The approvals come at a time when NCBA has been facing growing public scrutiny over several controversies touching on its operations, including insider fraud scandals, tax related disputes and recent complaints linked to its asset financing business.
The bank has in recent months been mentioned in complaints from customers over asset financing arrangements, with some clients accusing lenders in the sector of harsh recovery practices, unclear charges and poor handling of disputes after borrowers fall into arrears.
NCBA has also faced reputation pressure from cases involving insider fraud, raising concerns over internal controls, staff supervision and the wider safety of customer funds in a banking sector where trust remains the biggest asset.

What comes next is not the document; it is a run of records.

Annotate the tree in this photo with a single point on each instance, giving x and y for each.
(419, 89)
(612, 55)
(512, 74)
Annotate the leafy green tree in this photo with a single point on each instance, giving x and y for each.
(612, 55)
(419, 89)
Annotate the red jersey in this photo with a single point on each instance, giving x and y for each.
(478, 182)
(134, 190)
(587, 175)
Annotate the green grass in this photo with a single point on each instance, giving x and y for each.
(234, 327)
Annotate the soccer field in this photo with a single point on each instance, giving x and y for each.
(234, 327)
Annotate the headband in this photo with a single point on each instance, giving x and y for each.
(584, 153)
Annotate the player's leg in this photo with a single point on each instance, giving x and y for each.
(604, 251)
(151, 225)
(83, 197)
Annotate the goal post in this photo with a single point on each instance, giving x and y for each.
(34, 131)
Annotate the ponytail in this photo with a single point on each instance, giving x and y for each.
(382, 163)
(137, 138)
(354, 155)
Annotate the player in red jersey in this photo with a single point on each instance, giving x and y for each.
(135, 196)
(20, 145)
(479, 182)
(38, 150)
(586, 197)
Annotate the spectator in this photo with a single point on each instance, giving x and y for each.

The bank’s tax history has also remained part of public debate, especially after past disputes involving tax obligations and settlements with the Kenya Revenue Authority placed the lender under scrutiny over compliance and corporate accountability.
The proposed Nedbank takeover is therefore moving through regulatory channels at a time when NCBA is not only being valued as a regional banking asset, but also being judged against unresolved questions around governance, customer treatment and risk controls.
Within the 21 member Common Market for Eastern and Southern Africa bloc, NCBA operates in Kenya, Rwanda and Uganda, while Nedbank has operations in the Democratic Republic of Congo, Egypt, Eswatini, Kenya through a representative office, Mauritius, Rwanda, Seychelles, Tunisia, Uganda, Zambia and Zimbabwe.
Both lenders also operate outside the Comesa market, with NCBA present in Tanzania, Côte d’Ivoire and Ghana, while Nedbank operates in South Africa, Lesotho, the Isle of Man and the United Arab Emirates.
The latest approvals add to earlier clearance from the Prudential Authority of the South African Reserve Bank, leaving only a few regulatory conditions outstanding before the transaction can be completed.
Nedbank said the remaining approvals were progressing well, with the indicative completion date still expected around the end of the third quarter of 2026 or early in the fourth quarter of 2026, subject to regulatory approvals.
If completed, the deal will give Nedbank majority control of NCBA Group and reshape the regional banking market at a time when Kenyan banks are facing sharper questions over governance, consumer protection and internal accountability.